Alun Michael, a Labour home affairs spokesman, asked if there was more than had been revealed so far about the case of Paul Bennett, a New Zealander, who has spent 22 months in jail in England without trial.
Mr Michael's letter to Kenneth Clarke came amid a new twist to the story - allegations that Mr Bennett's visits in Belmarsh prison, south-east London, had been bugged, and that two men had been disturbed taking papers relating to his case from his solicitor's rubbish bins.
Colin Nott, Mr Bennett's solicitor, said two suspect devices had been found during legal visits, but a Home Office spokesman said yesterday that only one had been handed in. A police examination of that device found it to be a broken magnet from a microphone or speaker, incapable of functioning as anything other than a magnet.
Wanted in London on suspicion of obtaining a helicopter by deception, Mr Bennett claims he was arrested by South African police, held incommunicado for more than three weeks and eventually escorted to London - in defiance of a South African Supreme Court order.
He also alleges that British diplomats in South Africa furnished him with a false UK passport to ease his removal.
Mr Bennett had sought disclosure of a series of communications between Scotland Yard and South African police, which he claimed would prove he had been illegally brought to the UK. But the Home Secretary signed Public Interest Immunity certificates to suppress their public release.
Last August, Mr Bennett failed in the High Court to have the charges against him thrown out because of his alleged unlawful detention and illegal extradition. The case is to go to the House of Lords.
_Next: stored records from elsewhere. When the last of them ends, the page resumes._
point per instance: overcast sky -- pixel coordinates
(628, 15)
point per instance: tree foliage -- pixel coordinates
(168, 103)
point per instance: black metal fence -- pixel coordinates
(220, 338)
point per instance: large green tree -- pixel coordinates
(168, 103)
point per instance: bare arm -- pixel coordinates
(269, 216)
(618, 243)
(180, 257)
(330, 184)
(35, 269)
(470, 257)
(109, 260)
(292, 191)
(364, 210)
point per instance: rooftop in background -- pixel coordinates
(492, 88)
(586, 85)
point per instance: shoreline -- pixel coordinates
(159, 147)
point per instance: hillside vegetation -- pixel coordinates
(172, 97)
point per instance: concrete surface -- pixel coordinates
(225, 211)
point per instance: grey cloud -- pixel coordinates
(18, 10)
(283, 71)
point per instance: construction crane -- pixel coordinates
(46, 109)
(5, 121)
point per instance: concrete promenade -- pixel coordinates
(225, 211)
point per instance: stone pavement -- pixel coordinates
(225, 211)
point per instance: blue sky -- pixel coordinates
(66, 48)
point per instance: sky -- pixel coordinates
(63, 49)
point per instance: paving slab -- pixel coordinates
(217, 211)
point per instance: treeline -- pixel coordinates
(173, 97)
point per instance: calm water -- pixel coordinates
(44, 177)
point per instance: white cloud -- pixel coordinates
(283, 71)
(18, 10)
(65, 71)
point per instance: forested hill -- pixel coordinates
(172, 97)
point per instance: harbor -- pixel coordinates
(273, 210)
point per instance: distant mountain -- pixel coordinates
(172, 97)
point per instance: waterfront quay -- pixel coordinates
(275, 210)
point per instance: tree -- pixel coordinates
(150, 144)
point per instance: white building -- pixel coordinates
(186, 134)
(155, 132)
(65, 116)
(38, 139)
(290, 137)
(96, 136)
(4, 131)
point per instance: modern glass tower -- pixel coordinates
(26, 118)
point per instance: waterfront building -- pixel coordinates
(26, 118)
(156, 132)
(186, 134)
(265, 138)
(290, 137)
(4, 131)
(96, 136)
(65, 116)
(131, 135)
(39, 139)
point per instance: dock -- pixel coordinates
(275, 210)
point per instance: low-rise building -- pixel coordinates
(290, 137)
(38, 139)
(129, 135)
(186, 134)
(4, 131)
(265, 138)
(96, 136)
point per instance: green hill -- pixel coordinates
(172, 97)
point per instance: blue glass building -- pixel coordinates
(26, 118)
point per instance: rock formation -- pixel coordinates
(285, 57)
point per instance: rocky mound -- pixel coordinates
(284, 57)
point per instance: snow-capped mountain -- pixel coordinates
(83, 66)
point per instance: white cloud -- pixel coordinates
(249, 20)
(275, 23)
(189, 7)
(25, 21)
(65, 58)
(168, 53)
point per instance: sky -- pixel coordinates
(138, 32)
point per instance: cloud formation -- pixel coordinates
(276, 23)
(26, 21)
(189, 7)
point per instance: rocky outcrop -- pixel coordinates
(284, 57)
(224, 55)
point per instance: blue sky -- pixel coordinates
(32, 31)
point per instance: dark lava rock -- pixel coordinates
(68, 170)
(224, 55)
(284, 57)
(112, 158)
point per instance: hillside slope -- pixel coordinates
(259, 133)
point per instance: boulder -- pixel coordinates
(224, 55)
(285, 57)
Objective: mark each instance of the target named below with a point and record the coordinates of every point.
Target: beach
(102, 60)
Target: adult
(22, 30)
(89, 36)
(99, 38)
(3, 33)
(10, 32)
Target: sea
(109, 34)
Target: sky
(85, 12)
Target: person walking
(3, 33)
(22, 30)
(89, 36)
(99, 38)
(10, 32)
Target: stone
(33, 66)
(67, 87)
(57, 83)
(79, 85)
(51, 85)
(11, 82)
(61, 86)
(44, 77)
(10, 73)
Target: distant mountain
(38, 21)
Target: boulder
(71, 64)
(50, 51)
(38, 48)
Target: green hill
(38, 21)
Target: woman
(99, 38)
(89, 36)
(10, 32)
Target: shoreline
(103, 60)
In his letter to Mr Clarke, Mr Michael said reports about the case 'seem so extraordinary as to encourage flights of fancy that would be more appropriate to a novel of international intrigue'. In reply Mr Clarke said it was the duty of ministers to assert claims of Public Interest Immunity in certain cases and for the court to balance the interest of immunity against public interest in the administration of justice.
But he added that the High Court had thrown out Mr Bennett's case on other grounds and the Public Interest Immunity certificate 'therefore played no part in the decision'.